Выбрать главу

— Анна, что? Тебе больно?

Она переклонилась через его руку и прижимала ладонью бок. Каратель напрасно пытался вспомнить, было ли там повреждение.

— Нет, — глубокий вздох был красноречивее её. — Это тебе больно. Не чувствуешь?

Несколько секунд он соображал, о чем она.

— Ты... чувствуешь?! — Анна кивнула. — Как давно? С детства или после моего укуса?

— Вернулось после яда. В детстве такое было пару раз, но родители забили тревогу, куда-то возили меня лечиться. Я мало что помню.

Он усадил её. Бледная с обескровленными губами она выглядела совсем несчастной. И сам хорош! Полез с поцелуями, когда им обоим не до того. Проклятое тело!

— Я не знаю, как избавить тебя от своей боли, — вампир почувствовал себя виноватым. — Пару раз видел такое, но тогда люди сами все делали. Мне было не интересно, — солгал, и самому стало противно.

Каратель знал способ, но для этого она должна управлять своими душами, а их у нее не видно. Все просто, когда руководишь ими по пульсации цвета. А с ней как быть?! До полнолуния ей не нужно знать, что особенная. И так слишком много нового для нескольких дней.

— Я чувствую, что нужно делать, только не уверена, что получится. Это было так давно, — она вздохнула тяжелее, глаза помутились.

Антон все понял. Хорош учитель! Кормежку забросил, про кровь забыл.

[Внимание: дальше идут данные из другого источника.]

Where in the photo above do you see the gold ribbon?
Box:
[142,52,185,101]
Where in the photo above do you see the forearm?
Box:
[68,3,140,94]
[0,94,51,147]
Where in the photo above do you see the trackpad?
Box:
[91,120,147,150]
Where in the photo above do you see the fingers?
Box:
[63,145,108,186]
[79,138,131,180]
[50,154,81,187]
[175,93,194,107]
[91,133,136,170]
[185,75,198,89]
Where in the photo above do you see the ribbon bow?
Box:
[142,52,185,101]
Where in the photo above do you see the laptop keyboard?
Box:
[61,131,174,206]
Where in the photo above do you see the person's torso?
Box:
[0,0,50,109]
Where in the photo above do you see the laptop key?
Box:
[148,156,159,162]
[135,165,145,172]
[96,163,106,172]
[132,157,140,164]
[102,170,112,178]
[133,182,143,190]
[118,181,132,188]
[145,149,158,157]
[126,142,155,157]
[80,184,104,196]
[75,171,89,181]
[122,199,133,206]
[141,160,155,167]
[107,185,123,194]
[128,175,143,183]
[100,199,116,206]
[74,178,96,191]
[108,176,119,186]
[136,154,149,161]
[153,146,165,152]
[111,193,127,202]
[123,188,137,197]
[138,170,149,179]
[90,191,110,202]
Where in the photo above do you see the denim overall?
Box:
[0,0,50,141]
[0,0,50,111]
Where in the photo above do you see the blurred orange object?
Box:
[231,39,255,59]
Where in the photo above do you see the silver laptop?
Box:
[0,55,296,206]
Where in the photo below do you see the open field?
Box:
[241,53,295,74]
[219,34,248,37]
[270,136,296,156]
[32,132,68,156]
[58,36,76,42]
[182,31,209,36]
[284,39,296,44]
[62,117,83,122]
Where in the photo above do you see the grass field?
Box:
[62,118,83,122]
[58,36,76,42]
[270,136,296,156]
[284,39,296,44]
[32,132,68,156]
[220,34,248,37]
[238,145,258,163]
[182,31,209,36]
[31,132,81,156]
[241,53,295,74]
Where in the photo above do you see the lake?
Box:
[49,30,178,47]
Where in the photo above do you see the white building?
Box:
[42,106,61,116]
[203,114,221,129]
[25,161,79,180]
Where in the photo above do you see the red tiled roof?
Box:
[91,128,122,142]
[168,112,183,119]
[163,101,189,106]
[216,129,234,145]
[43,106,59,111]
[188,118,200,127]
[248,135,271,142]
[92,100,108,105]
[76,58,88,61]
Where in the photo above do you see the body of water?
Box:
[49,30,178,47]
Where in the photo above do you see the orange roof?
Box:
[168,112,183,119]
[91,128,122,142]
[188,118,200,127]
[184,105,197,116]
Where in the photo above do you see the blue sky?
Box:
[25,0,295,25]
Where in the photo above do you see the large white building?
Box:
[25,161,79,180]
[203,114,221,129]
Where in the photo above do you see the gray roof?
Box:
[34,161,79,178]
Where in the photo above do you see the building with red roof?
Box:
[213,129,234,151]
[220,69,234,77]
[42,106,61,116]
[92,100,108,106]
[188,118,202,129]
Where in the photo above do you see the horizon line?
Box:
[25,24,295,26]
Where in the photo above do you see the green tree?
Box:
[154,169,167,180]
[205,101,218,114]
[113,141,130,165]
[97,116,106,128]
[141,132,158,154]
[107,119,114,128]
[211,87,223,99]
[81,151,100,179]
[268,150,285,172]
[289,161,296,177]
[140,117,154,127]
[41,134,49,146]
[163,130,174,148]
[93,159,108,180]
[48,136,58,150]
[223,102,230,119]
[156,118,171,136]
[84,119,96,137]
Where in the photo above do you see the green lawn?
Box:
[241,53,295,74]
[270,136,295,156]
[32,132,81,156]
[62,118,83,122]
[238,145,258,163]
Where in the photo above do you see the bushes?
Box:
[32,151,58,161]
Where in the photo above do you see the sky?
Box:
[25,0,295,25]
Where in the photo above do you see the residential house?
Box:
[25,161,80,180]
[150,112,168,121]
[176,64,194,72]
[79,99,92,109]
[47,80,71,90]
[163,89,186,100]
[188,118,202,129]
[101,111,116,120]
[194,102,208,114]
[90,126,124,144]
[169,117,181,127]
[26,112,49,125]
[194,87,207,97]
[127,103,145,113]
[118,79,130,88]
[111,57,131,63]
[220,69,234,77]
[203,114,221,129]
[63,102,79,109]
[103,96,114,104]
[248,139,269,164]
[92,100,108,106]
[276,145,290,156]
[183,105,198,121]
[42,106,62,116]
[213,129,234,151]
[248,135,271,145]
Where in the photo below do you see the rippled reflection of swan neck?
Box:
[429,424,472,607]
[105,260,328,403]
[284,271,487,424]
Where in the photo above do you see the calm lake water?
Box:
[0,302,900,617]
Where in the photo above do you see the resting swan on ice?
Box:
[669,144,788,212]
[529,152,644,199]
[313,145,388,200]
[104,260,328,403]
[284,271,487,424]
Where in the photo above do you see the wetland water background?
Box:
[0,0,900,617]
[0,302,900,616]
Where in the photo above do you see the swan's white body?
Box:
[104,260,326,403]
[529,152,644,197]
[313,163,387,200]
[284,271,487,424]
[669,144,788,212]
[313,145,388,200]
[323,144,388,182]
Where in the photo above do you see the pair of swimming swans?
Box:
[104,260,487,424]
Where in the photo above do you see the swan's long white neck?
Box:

— Потерпи, милая, сейчас — засуетился Каратель, доставая кинжал.

***

К охоте Маркус всегда готовился долго. Сначала посылал разведку из душ и она несколько дней шныряла по городу, заползая в самые укромные комнатушки. Иногда души застывали перед особо приглянувшейся жертвой, поглаживали чужую силу, пробовали ее на вкус. Если нравилась, — один полоз оставался рядом, чтобы в нужный момент привести её именно Хозяину. Иногда Маркус действовал через комиссаров, но чаще "гостьи" под его чутким руководством говорили родным, что едут навестить особо отдаленную родню. А в дороге же всякое может быть.

Маркус редко устраивал единичное пиршество, приглашая на праздник минимум двух девушек. Для начала он готовился сам: долго выставлял кресло, настраиваясь на энергию земли, приводил в порядок подвал, следя за тщательной обшивкой новыми сосновыми досками (очень уж нравился их аромат), правильно выставлял свет. Он припасал бутылочку виски, к определенному часу слуги готовили большой кусок мяса в степени готовности "блю" из полугодовалого нежнейшего теленка, выращенного в максимальном покое, на молоке и без лишних движений.

"Гостьи" прибывали за два дня до пиршества. Подчиненные гипнозом, спокойно селились в одной из комнат и очистительно голодали. Вампир терпеть не мог, когда при разделке пахло продуктами распада. За час до начала он принудительно заставлял некоторые их органы прекратить работу. Как раз хватало, чтобы их тела работали на износ.

И в нужный день начиналась игра. Соскучившись в многодневном покое, змеи срывались в бег. Маркус давал им полную свободу и они, ошалевшие, пьяные восторгом, поминутно меняли образы, вгоняя девчонок в паническую тряску. Визг в округе стоял невозможный, поэтому дом Верховного был на окраине. Накануне жителям ближних сел тайно подливали снадобья в колодцы и несколько дней те спали беспробудно. Кто бы мог подумать, что это чьи-то происки: скотина накормлена, на дворах порядок. Затратно, правда, зато бесследно. Жертвы сначала гонялись по ближайшему лесу, оцарапывая нежную кожу ветвями и ещё больше раззадоривая змей.

Во время погони душ, тело Маркуса было в подвале, сидело в кресле, закрыв глаза и затаив дыхание. Он весь был там, на воле, покинув бренную плоть и став таким, как изначально. От ужаса чужие души выбрасывали в воздух тучи панических искр, возбужденных, острых на вкус и таких желанных. Они пропитывали тела "гостий" пьяным адреналином и мясо тогда становилось мягким и сочным, а кровь — особенно горячей.

Нарезвившись, полозы гнали добычу к дому, заманивали в подвал, где возвращали телу Хозяина жизнь, и он — бледный Господин — медленно открывал глаза. Обезумевшие девчонки без разума, уже сожранного его душами, становились совсем ручными, подчиненными ему, боготворящими. Под его неспешную трапезу, принесенную к определенному времени, они ласкали друг дружку, будто никогда не знали иных ласк. Безумные взоры и тонкие, как жала, розовые язычки проскальзывали в самые потаенные складки друг друга, будоража самые нежные места. Зубки сперва покусывали нежно, потом становились все острее, резали белую кожу глубокими укусами, и места те быстро покрывались темным соком.